Karya ini diterbitkan atas izin NovelToon faiz bellzz, isi konten hanyalah pandangan pribadi pembuatnya, tidak mewakili NovelToon sendiri

Bab 10. Di antar pak bos!

Alister mengangguk lalu berkata "seharusnya iya karena bintang nya itu aku, tapi manager ku malah menyuruh ku untuk kerja rodi" ujar Maha sambil mengangkat kedua bahu nya.

"Haha...hahaha...haha" Biru tertawa mendengar candaan Maha yang menurutnya lucu.

"Aku tidak menyangka kau memiliki bakat mendongeng cerita sambil menggerakkan tangan, cape loh berbicara sambil bergerak gitu" ujar Alister sambil menggerakkan tangannya.

Biru hanya tersenyum.

"Tadi ceritanya bagus bikin para pasien termotivasi, seharusnya kamu sering cerita seperti itu pada para pasien di jamin mereka bakal pada semangat untuk kembali sembuh" ujar Alister sambil memberikan sapu tangan yang ada di saku cenalanya "ini"

Biru terlihat ragu.

"Bersih kok belum di pakai, keringatnya sampai netes gitu" Alister kembali berbicara sambil menunjuk dahi Biru yang berkeringat.

"Apa mau sama aku..." Belum sempat Alister menyelesaikan ucapannya Biru sudah menyela "tidak aku saja" ujar Biru sambil merebut sapu tangan di tangan Alister, Alister tersenyum melihat tingkah Biru.

Dari kejauhan Raon memperhatikan interaksi Biru dan Alister yang asyik tersenyum dan tertawa, seperti sudah mengenal dekat.

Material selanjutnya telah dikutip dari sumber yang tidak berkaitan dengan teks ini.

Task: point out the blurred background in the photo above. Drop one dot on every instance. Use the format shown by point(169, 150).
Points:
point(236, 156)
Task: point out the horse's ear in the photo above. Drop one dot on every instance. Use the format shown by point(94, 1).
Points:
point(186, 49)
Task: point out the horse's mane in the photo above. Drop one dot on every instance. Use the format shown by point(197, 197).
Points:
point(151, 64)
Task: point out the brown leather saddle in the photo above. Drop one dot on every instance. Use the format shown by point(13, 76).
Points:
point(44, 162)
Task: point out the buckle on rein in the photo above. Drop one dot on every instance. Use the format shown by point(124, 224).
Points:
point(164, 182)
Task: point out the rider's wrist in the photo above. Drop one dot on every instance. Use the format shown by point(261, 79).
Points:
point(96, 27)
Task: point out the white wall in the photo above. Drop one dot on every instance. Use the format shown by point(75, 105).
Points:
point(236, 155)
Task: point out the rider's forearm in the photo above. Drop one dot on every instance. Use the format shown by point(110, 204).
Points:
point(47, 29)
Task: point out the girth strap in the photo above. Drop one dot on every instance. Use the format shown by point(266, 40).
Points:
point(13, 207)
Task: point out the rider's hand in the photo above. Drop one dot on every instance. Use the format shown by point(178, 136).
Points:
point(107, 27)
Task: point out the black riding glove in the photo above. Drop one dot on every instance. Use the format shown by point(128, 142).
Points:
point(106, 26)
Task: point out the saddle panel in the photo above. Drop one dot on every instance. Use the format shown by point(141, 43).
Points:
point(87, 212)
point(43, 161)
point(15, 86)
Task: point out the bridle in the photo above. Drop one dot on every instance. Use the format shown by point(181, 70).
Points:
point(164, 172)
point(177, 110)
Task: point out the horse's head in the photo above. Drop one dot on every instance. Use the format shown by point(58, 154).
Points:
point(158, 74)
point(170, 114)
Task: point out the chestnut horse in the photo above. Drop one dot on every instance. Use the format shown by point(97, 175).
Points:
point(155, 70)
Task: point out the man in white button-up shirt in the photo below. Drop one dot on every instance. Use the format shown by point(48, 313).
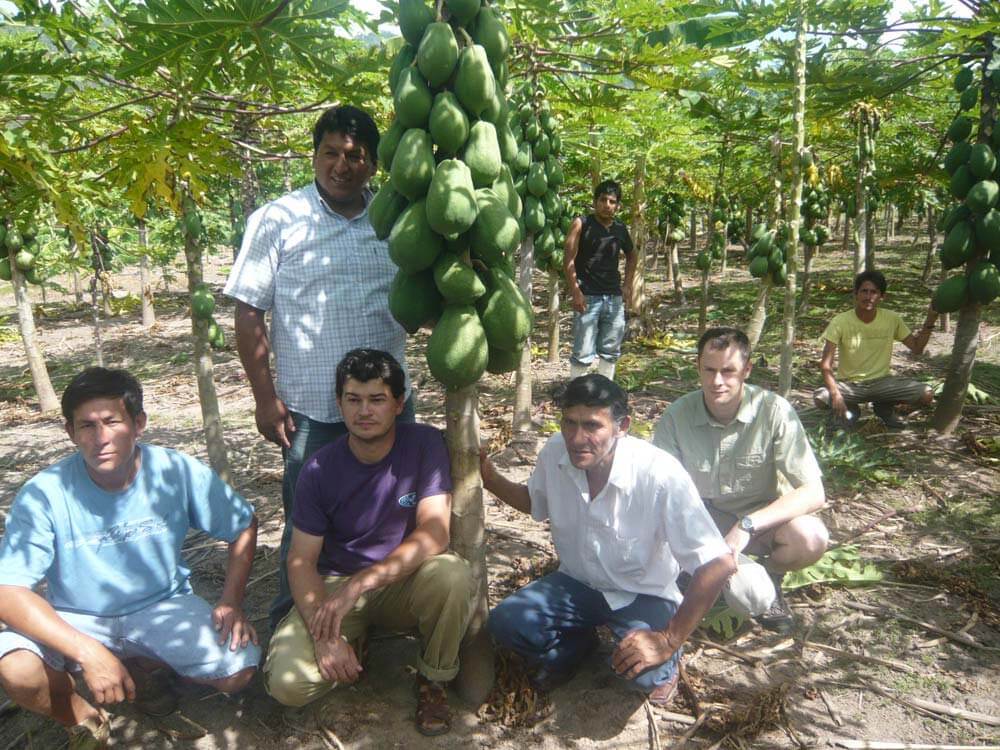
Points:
point(626, 520)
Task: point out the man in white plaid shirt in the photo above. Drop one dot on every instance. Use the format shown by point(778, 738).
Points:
point(312, 259)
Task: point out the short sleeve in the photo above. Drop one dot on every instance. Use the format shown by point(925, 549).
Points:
point(435, 465)
point(252, 278)
point(693, 537)
point(793, 455)
point(307, 513)
point(215, 507)
point(28, 547)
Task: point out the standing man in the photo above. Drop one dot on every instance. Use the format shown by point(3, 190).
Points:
point(591, 263)
point(861, 339)
point(751, 461)
point(625, 521)
point(104, 527)
point(371, 518)
point(311, 258)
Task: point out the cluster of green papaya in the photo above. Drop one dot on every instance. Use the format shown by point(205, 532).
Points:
point(202, 307)
point(769, 252)
point(18, 253)
point(538, 175)
point(450, 209)
point(671, 216)
point(971, 227)
point(720, 219)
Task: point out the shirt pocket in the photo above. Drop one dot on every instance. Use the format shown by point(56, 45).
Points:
point(753, 473)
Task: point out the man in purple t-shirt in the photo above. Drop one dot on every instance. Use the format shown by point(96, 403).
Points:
point(371, 530)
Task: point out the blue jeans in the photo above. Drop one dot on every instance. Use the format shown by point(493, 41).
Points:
point(599, 329)
point(309, 436)
point(551, 622)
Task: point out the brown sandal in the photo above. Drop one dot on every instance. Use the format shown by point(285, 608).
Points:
point(433, 714)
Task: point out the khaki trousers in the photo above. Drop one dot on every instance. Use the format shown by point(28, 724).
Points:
point(436, 600)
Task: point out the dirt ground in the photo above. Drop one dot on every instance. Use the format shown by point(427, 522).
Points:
point(911, 658)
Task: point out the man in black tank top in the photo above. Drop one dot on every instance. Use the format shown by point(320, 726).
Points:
point(592, 248)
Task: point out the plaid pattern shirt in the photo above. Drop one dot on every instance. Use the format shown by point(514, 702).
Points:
point(325, 280)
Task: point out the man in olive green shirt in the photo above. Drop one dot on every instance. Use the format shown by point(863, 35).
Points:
point(749, 457)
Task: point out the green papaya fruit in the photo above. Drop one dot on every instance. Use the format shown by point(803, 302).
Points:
point(491, 34)
point(982, 196)
point(463, 10)
point(474, 83)
point(537, 182)
point(384, 209)
point(982, 162)
point(413, 164)
point(457, 351)
point(957, 246)
point(984, 282)
point(951, 294)
point(495, 233)
point(988, 229)
point(414, 18)
point(456, 281)
point(437, 54)
point(501, 361)
point(413, 245)
point(960, 128)
point(482, 154)
point(534, 214)
point(448, 124)
point(505, 313)
point(389, 142)
point(412, 99)
point(961, 182)
point(414, 300)
point(403, 59)
point(451, 199)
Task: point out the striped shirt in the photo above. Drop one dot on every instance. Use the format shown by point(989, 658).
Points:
point(325, 280)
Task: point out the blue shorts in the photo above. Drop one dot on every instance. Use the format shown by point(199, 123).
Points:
point(177, 631)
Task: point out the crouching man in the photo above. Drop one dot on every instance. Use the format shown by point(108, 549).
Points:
point(626, 520)
point(371, 529)
point(104, 527)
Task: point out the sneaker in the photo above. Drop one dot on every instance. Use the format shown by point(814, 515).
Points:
point(91, 735)
point(433, 714)
point(887, 413)
point(778, 618)
point(663, 694)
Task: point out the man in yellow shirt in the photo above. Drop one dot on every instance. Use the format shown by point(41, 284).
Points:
point(861, 339)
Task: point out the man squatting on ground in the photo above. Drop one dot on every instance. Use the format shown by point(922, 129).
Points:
point(625, 521)
point(369, 547)
point(861, 339)
point(104, 527)
point(752, 464)
point(599, 300)
point(312, 259)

Padahal memang Birunya yang gampang dekat dengan semua orang.

Akhirnya Raon memilih pergi dari tempat itu dari pada harus melihat kedua sejoli yang terlihat sedang kasmaran. Membuat mata nya sakit.

🌻

Acara berlangsung sangat menyenangkan bagi Biru apalagi saat di akhir acara Alister menyanyikan lagu kesukaan nya, setelah melihat penampilan terakhir Alister Biru memutuskan untuk pulang, hari juga sudah malam.

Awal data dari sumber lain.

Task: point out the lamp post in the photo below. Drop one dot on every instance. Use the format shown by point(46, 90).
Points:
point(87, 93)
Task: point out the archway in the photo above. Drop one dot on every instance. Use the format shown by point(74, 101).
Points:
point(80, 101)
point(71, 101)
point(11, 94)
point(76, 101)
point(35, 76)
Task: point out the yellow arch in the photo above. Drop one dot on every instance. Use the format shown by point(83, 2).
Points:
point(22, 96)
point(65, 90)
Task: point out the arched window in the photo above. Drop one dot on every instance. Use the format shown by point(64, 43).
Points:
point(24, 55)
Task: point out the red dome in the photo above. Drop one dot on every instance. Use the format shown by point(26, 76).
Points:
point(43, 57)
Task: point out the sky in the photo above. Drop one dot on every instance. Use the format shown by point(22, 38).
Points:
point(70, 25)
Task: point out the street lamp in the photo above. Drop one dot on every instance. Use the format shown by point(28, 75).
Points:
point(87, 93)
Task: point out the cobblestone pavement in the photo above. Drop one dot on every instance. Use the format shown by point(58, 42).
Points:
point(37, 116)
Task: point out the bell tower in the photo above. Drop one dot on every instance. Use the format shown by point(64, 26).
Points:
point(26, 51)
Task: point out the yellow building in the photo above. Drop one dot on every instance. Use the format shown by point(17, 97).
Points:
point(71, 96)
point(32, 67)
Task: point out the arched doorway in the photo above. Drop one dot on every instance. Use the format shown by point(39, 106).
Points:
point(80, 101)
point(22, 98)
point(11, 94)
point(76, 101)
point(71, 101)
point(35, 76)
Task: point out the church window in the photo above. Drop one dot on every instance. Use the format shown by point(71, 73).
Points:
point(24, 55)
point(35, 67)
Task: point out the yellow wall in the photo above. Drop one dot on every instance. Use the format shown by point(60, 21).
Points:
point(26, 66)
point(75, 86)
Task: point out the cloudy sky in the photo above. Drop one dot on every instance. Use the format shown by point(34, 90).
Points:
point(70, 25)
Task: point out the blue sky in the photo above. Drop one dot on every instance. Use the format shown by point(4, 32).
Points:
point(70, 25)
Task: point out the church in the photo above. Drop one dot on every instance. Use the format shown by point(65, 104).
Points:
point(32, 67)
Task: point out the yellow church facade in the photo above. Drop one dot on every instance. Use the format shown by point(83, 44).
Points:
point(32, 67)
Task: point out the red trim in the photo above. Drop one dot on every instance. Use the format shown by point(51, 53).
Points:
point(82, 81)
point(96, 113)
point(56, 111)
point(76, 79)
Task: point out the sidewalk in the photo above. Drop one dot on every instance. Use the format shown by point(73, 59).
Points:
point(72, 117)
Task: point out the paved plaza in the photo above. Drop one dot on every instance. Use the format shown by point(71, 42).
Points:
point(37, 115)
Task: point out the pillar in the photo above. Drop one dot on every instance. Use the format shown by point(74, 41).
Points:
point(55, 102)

Alister masih di dalam sedang melakukan sesi foto bersama.

"Pulang sama siapa?" Tiba-tiba Raon menghampiri Biru yang sedang berjalan sendiri di lobi RS.

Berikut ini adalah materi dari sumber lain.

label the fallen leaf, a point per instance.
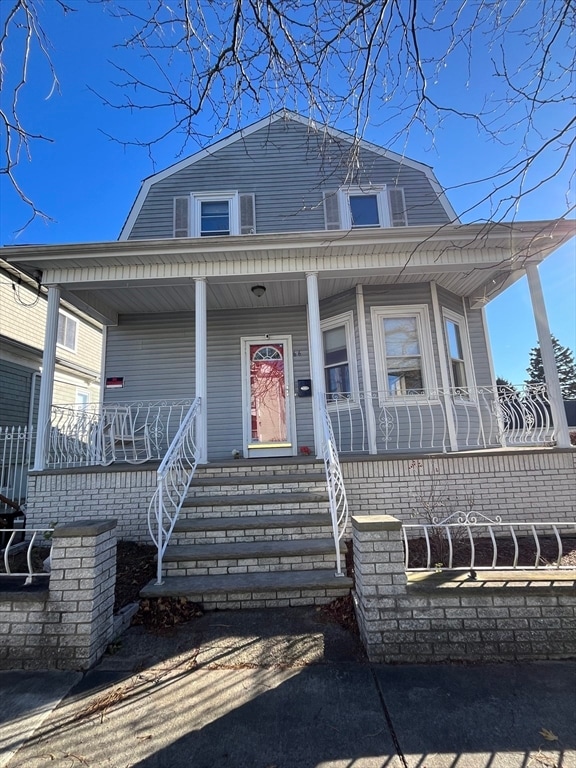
(548, 735)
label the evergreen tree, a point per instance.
(565, 364)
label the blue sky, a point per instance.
(87, 182)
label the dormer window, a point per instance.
(365, 207)
(214, 214)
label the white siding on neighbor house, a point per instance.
(287, 167)
(155, 355)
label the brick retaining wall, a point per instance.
(69, 624)
(518, 485)
(441, 617)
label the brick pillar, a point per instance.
(82, 582)
(380, 577)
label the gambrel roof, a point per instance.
(265, 124)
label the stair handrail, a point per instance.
(334, 480)
(174, 476)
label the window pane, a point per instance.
(454, 343)
(405, 376)
(401, 336)
(214, 218)
(338, 380)
(335, 346)
(458, 373)
(364, 210)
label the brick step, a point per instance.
(250, 550)
(252, 522)
(264, 479)
(254, 590)
(256, 499)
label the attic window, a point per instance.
(214, 214)
(365, 207)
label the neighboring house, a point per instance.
(76, 373)
(288, 277)
(78, 360)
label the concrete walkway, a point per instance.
(285, 689)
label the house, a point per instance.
(285, 301)
(78, 354)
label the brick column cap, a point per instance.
(84, 528)
(376, 523)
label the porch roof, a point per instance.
(110, 278)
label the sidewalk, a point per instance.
(286, 689)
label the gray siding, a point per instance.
(287, 167)
(15, 386)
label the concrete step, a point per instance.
(264, 479)
(254, 499)
(250, 550)
(252, 522)
(254, 590)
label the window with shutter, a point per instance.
(215, 214)
(181, 216)
(398, 217)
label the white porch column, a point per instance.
(444, 374)
(201, 366)
(316, 357)
(365, 364)
(47, 380)
(548, 359)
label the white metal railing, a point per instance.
(132, 432)
(473, 542)
(174, 475)
(482, 417)
(21, 557)
(15, 454)
(335, 483)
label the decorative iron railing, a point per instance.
(174, 474)
(481, 417)
(473, 542)
(15, 455)
(23, 559)
(335, 482)
(132, 432)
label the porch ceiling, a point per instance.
(153, 276)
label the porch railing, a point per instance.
(23, 553)
(174, 474)
(473, 542)
(482, 417)
(15, 453)
(335, 482)
(131, 432)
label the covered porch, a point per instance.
(381, 331)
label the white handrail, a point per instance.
(334, 481)
(440, 539)
(174, 475)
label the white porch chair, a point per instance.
(121, 439)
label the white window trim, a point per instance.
(381, 199)
(73, 319)
(460, 321)
(197, 198)
(346, 319)
(420, 312)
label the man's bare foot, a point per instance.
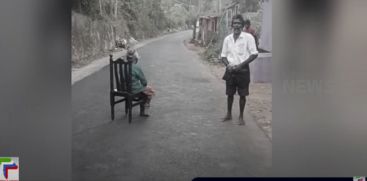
(241, 122)
(227, 118)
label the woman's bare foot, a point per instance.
(227, 118)
(241, 122)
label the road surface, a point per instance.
(184, 138)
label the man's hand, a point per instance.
(230, 68)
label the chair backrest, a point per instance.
(120, 74)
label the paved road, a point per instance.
(184, 137)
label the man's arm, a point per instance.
(248, 61)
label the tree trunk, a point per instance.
(100, 7)
(194, 33)
(116, 9)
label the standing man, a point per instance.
(239, 50)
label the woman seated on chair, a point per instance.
(139, 82)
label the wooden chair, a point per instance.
(120, 86)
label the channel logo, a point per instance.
(359, 178)
(9, 169)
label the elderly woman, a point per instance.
(139, 82)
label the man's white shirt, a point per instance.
(239, 51)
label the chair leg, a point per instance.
(112, 102)
(126, 106)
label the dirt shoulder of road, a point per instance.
(259, 102)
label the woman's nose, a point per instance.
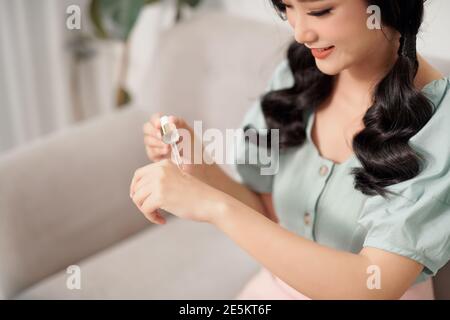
(303, 34)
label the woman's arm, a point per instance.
(217, 178)
(317, 271)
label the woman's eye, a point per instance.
(319, 13)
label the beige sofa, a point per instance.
(64, 199)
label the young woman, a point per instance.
(360, 206)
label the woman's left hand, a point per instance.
(163, 185)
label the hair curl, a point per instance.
(382, 146)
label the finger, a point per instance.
(179, 122)
(151, 130)
(156, 156)
(155, 120)
(153, 142)
(142, 183)
(141, 194)
(149, 209)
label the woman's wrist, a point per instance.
(220, 206)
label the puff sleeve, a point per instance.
(416, 222)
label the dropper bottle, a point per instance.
(170, 136)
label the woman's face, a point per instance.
(344, 25)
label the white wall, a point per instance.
(434, 39)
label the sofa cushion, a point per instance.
(179, 260)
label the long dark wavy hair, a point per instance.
(398, 112)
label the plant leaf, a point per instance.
(115, 19)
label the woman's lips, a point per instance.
(322, 53)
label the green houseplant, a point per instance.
(115, 19)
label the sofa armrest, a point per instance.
(66, 196)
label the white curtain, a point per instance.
(42, 89)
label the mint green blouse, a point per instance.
(315, 197)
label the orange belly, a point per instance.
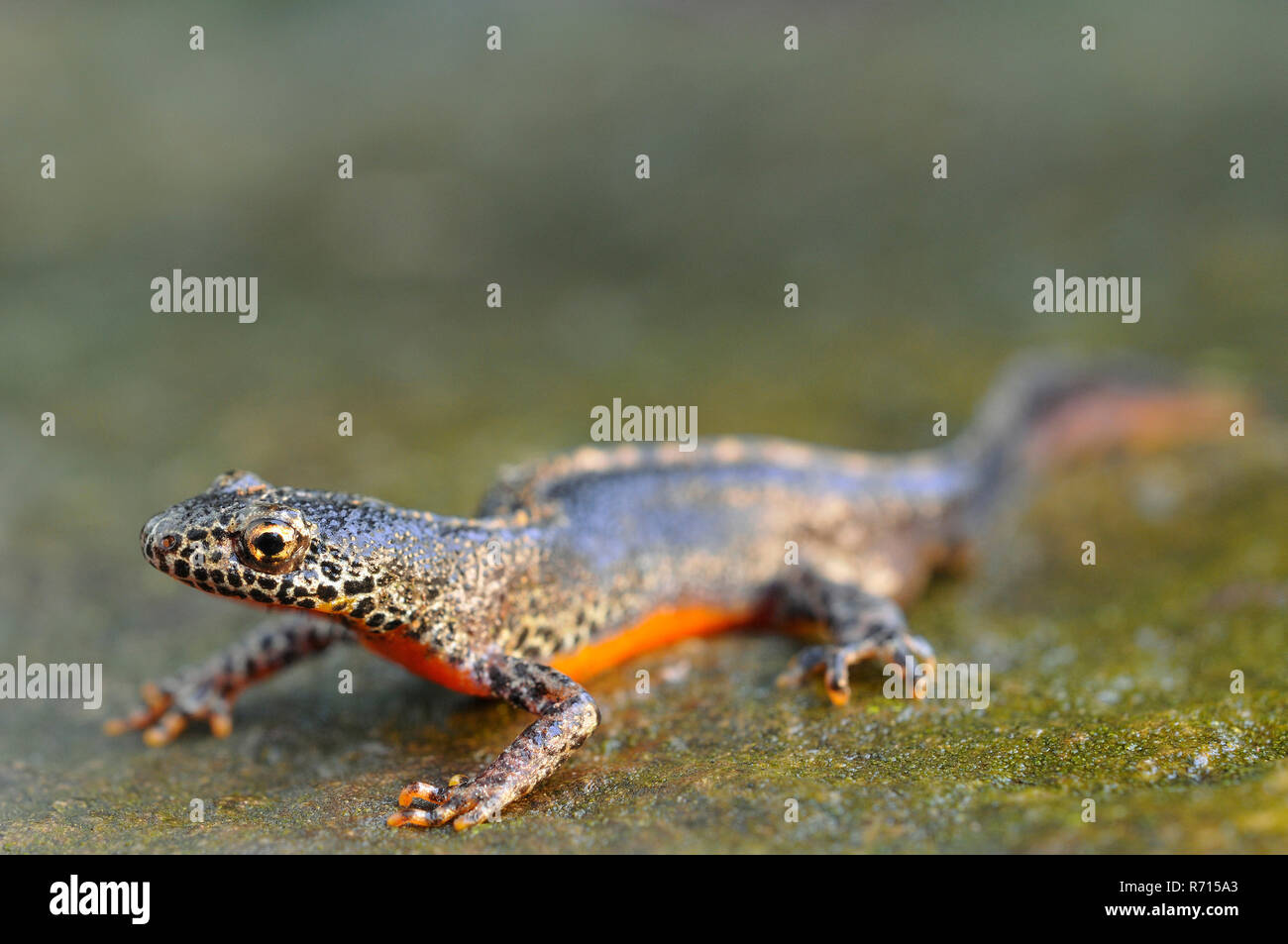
(656, 630)
(413, 657)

"Astagfirullah pak! Bikin kaget saja" ujar Biru memegang dadanya.

"Pulang sama siapa?" Raon kembali menanyakan pertanyaan yang sama.

"Saya pulang sendiri pak" 

"Naik apa?" Tanya Raon lagi.

"Naik bus pak" ujar Biru, Raon mengangkat sebelah alisnya.

"Memang rumah mu dimana?" Tanya Raon yang kepo.

"Saya ngekost dekat kantor pak, permisi" Biru mulai kesal dengan Raon yang kepo, Biru memilih menghindar dari pada harus terus-terusan berurusan dengan Raon. Sudah cukup di kantor jangan sampai di luar pun harus berurusan.

Bagaimanapun Raon juga pengusaha yang sering wara-wiri di TV maupun majalah, jelas semua gerak-gerik nya ada yang mengawasi. Ia hanya ingin hidup dengan tenang.

🌻

Tiba-tiba saat Biru sedang berjalan menuju halte bus ada tangan yang menarik lengannya "Astagfirullah" Biru yang kaget langsung menghempaskan tangan yang memegangnya kemudian langsung berlari karena takut, aksi kejar-kejaran pun tidak bisa di hindari tapi langkah Raon yang lebar membuatnya cepat dapat menyusul Biru dan kembali menarik lengan Biru dengan kencang hingga Biru berputar dan menubruk dada bidang Raon keras.

"Aaawww" Biru meringis memegang dahinya yang sakit, lalu kembali akan berbalik dengan berteriak namun belum sempat berteriak tangan Raon yang satunya lagi membekap mulut Biru.

"Shuuut jangan berteriak aku bos mu Raon"

Perlahan Biru membuka matanya dan benar saja lelaki yang ada di depannya itu Raon. Bos gila!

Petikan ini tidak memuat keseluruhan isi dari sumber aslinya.